Xerox Corporation Form 10-K December 31, 2018

Table of Contents

Page

Part I

Item 1.

Business 1

Item 1A.

Risk Factors 9

Item 1B.

Unresolved Staff Comments 15

Item 2.

Properties 16

Item 3.

Legal Proceedings 16

Item 4.

Mine Safety Disclosures 16

Part II

Item 5.

Market for the Registrant's Common Equity, Related Stockholder Matters and Issuer Purchases of Equity

Securities 17

Item 6.

Selected Financial Data 20

Item 7.

Management's Discussion and Analysis of Financial Condition and Results of Operations 21

Item 7A.

Quantitative and Qualitative Disclosures About Market Risk 56

Item 8.

Financial Statements and Supplementary Data 56

Item 9.

Changes in and Disagreements with Accountants on Accounting and Financial Disclosure 125

Item 9A.

Controls and Procedures 125

Item 9B.

Other Information 126

Part III

Item 10.

Directors, Executive Officers and Corporate Governance 127

Item 11.

Executive Compensation 128

Item 12.

Security Ownership of Certain Beneficial Owners and Management and Related Stockholder Matters 128

Item 13.

Certain Relationships, Related Transactions and Director Independence 128

Item 14.

Principal Auditor Fees and Services 128

Part IV

Item 15.

Exhibits and Financial Statement Schedules 129

Item 16.

Form 10-K Summary 129

Signatures . 130

Schedule II Valuation and Qualifying Accounts 131

Index of Exhibits 132

Part I

Item 1. Business

Our Business

Xerox is a print technology and intelligent work solutions leader. Our experience and broad customer base gives us a unique perspective and understanding of the inner-workings of business, and our technology allows us to add intelligence to the development of solutions to connect the physical and digital worlds of work. We apply our expertise in imaging and printing, data analytics, and the development of secure and automated solutions to help our customers improve productivity and increase client satisfaction. Every day, our innovative technologies and intelligent work solutions - Powered by Xerox ® - help people communicate and work better.

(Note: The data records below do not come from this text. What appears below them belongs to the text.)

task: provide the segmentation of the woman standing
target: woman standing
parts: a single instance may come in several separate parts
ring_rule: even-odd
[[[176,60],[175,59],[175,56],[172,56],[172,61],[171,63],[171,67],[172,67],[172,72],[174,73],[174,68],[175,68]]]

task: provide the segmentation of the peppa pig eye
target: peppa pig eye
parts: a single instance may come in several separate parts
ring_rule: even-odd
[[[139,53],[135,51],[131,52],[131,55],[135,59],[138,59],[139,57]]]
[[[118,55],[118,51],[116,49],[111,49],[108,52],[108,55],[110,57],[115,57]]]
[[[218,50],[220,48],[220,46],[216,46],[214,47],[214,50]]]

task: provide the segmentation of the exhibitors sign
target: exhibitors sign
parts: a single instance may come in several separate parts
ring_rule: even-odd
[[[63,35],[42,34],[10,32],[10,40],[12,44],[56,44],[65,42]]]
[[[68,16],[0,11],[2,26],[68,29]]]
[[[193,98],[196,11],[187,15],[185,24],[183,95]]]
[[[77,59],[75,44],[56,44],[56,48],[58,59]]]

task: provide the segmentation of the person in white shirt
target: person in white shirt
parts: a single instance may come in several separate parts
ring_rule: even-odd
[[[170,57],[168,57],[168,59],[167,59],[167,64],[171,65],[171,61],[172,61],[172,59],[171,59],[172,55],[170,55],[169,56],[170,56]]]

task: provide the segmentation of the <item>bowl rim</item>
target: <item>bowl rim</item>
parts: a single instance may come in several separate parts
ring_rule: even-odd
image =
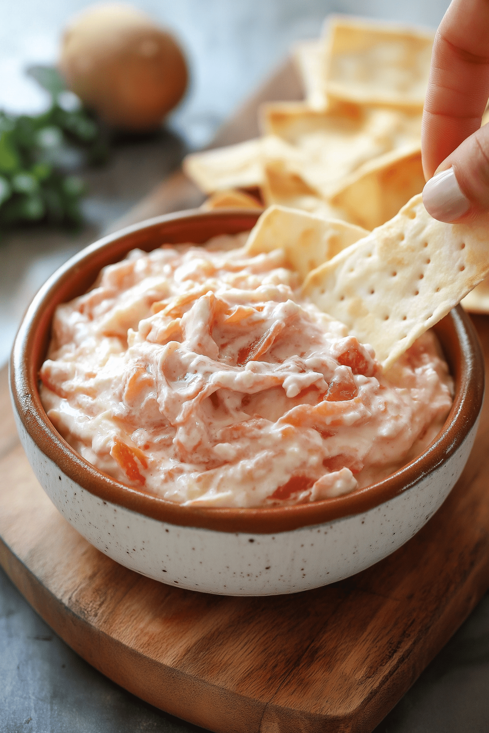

In our core market, we compete with our traditional print technology and related services. This core market is estimated at approximately $67 billion(1). Our primary offerings in this core environment span three main areas: Intelligent Workplace Services (formerly Managed Document Services (MDS)), Workplace Solutions and Production Solutions (formerly Graphic Communications). Our Intelligent Workplace Services offerings help customers, ranging from small businesses to global enterprises, optimize their printing and related document workflow and business processes. Xerox led the establishment of this expanding market and continues as the industry leader. Our Workplace Solutions and Production Solutions offerings support the work processes of our customers by providing them with solutions built upon our broad portfolio of industry-leading printing and workflow offerings.

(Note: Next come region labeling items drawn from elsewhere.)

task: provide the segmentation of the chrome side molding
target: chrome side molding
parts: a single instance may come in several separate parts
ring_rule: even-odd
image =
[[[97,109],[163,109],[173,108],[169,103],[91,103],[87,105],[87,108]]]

We also have digital solutions and software assets to compete in an approximately $31 billion(1) adjacent Software and Services market. Our main offerings in this market are focused on industry-specific Digital Solutions, Personalization & Communication Software and Content Management Software. Our Industry Digital Solutions leverage our ConnectKey software platform to enable integration of technology, software and services to securely design and manage the digitization and workflow of content for our clients. Our main products in this area are Digital Patient, Digital Insurer, Digital Retailer and Digital Citizen. Our Personalization Software and Content Management Software are products designed for security, cloud and digital enablement. Our main products in these areas are XMPie and DocuShare. Our XMPie offering is a robust personalization and communication software that can support the needs of omni-channel communications customers, giving them the bridge between print and digital, which is a critical element for that market. Our DocuShare enterprise content management offering provides a better way to manage paper and digital content from creation to retention to transformation. Capture, store and share documents either on-premise or by cloud while automating time-consuming, document-heavy processes like accounts payable, HR onboarding, contract management and mortgage processing.

_____________

(1) Market estimates are derived from third-party forecasts produced by firms such as International Data Corporation (IDC).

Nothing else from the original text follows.